However, beneath this national aggregate lies an accelerating demographic divergence between the southern states and the rest of the country. This regional divide is driven by decades of distinct state-level investments in public health infrastructure, female literacy and social development.

The most striking divergence is reflected in the indicators of fertility and natality, where the southern states record parameters comparable to advanced industrial economies. Nationally, the crude birth rate (CBR) stands at 18.3 per 1,000 population, heavily influenced by high-fertility northern states such as Bihar, which records a national high of 26.8. In sharp contrast, the southern regional baseline is dramatically compressed, led by Kerala with an exceptionally low CBR of 11.1. 

This chasm is mirrored in the TFR metrics: Kerala and Tamil Nadu exhibit an ultra-low TFR of 1.3. Demographers note that sustained fertility levels below 1.4 inevitably trigger rapid structural contraction, a reality the south is confronting decades ahead of the national timeline. The mortality and healthcare indicators in the SRS report further illustrate this asymmetric development. The national infant mortality rate (IMR) has declined to 24, while Kerala secures a national low IMR of 8. However, a paradox emerges in the CDR, where the national average sits at 6.4, but Kerala records a higher rate of 7.2 due to its older demographic profile.

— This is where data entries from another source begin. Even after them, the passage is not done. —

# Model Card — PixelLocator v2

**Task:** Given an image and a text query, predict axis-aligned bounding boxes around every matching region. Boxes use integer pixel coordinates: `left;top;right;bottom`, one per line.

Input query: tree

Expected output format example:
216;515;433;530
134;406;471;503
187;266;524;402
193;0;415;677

This demographic contraction has fundamentally altered age distribution patterns. At the national level, the proportion of children aged up to 14 years has receded to 24 percent, while the population aged 60 and above has risen to 9.7 percent. Such greying is highly concentrated in the south. The child cohort has shrunk to just 18 percent in Tamil Nadu, compared to 31.5 percent in Bihar. By 2036, nearly one in four Keralites is expected to be above 60.

One of the most significant features of Kerala’s ageing pattern is the “feminisation of ageing”, where women considerably outnumber men in higher age groups, producing a large number of widowed and solitary elderly women vulnerable to social isolation and insecurity.

In many ways, Kerala is a laboratory of India’s demographic future. The problems Kerala experiences today—eldercare, dementia, loneliness, shrinking family support systems and long-term care—are likely to become major national concerns in the coming decades. Nuclear families, weakening caregiving structures, migration of younger generations abroad and increasing individualisation have fundamentally altered the social experience of ageing. Traditional family-based systems of caregiving are gradually eroding without adequate institutional alternatives emerging in their place.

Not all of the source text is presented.